Even if you can’t use losses to offset realized gains in the current tax year, US tax law allows you to hold on to those losses indefinitely for use in future tax years.

Frequently asked questions

What is tax-loss harvesting?

Anytime you sell a security below its cost basis, you can use, or harvest, that loss for tax purposes to offset realized capital gains elsewhere in your investment holdings. You don’t even have to use the loss in the current tax year. You can harvest it, then carry it forward indefinitely into future tax years.
How does Parametric approach tax-loss harvesting?

Unlike other direct indexing providers, Parametric uses a trigger-based method for tax-loss harvesting, not a calendar-based method. We monitor all accounts on a daily basis but execute a loss-harvesting trade only when it provides a certain level of benefit (above and beyond transaction costs, for example), taking into account tracking error against the investor’s chosen benchmark(s), client-selected customizations, and other portfolio characteristics. Learn more about the difference between calendar- and trigger-based loss harvesting.
Can tax-loss harvesting improve returns?

Third-party research has shown that tax management can add 1%–2% in after-tax excess returns for equity and 0.3% for fixed income.* This is known as tax alpha.


* Shomesh E. Chaudhuri, Terence C. Burnham, and Andrew W. Lo. 2020. “An Empirical Evaluation of Tax-Loss-Harvesting Alpha.” Financial Analysts Journal 76:3, 99–108, and Andrew Kalotay. 2016. “Tax-Efficient Trading of Municipal Bonds.” Financial Analysts Journal 72:1, 48–57. These studies did not involve Parametric or its clients. There is no guarantee that a tax-management strategy will result in increased after-tax returns. Results will differ based on an individual investor’s circumstances.

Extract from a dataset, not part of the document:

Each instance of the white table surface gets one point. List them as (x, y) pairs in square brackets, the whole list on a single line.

When should I consider a tax-loss harvesting strategy for my clients?

High-net-worth investors may find the most value from tax-loss harvesting in a direct indexing portfolio, especially if they have—or anticipate having—realized capital gains elsewhere in their holdings. But trying to time tax-loss harvesting risks missing the bigger picture: The value of tax-loss harvesting in a direct indexing context is its always-on nature. For passive investors, capturing losses opportunistically and systematically, and not just once a year, can materially improve after-tax portfolio performance.
Can you harvest losses on bonds too?

Yes. If a bond’s price drops below its cost basis, you can sell it and harvest that loss for tax purposes. Parametric does this regularly in our laddered fixed income portfolios, selling bonds and then replacing them with those that have similar credit, yield, and maturity profiles. Learn more about tax-loss harvesting with fixed income.
What is direct indexing?

Like an index fund, direct indexing gives you passive exposure to a large number of stocks or bonds. Unlike an index fund, it’s not packaged as a single security. Instead it’s offered as a separately managed account, or SMA, and it gives you direct ownership of each individual stock or bond in the portfolio. This unlocks tax-loss harvesting at the individual security level, plus a host of other benefits, including ESG screens, blended benchmarks, factor tilts, more flexible charitable giving options, and other customizations. Learn more about direct indexing.
How do laddered portfolios work?

A constant percentage of bonds mature each year, and the proceeds are reinvested in the most attractive bonds available at the top of the ladder. We offer an online tool that simulates returns and income projections for laddered strategies in various rate environments.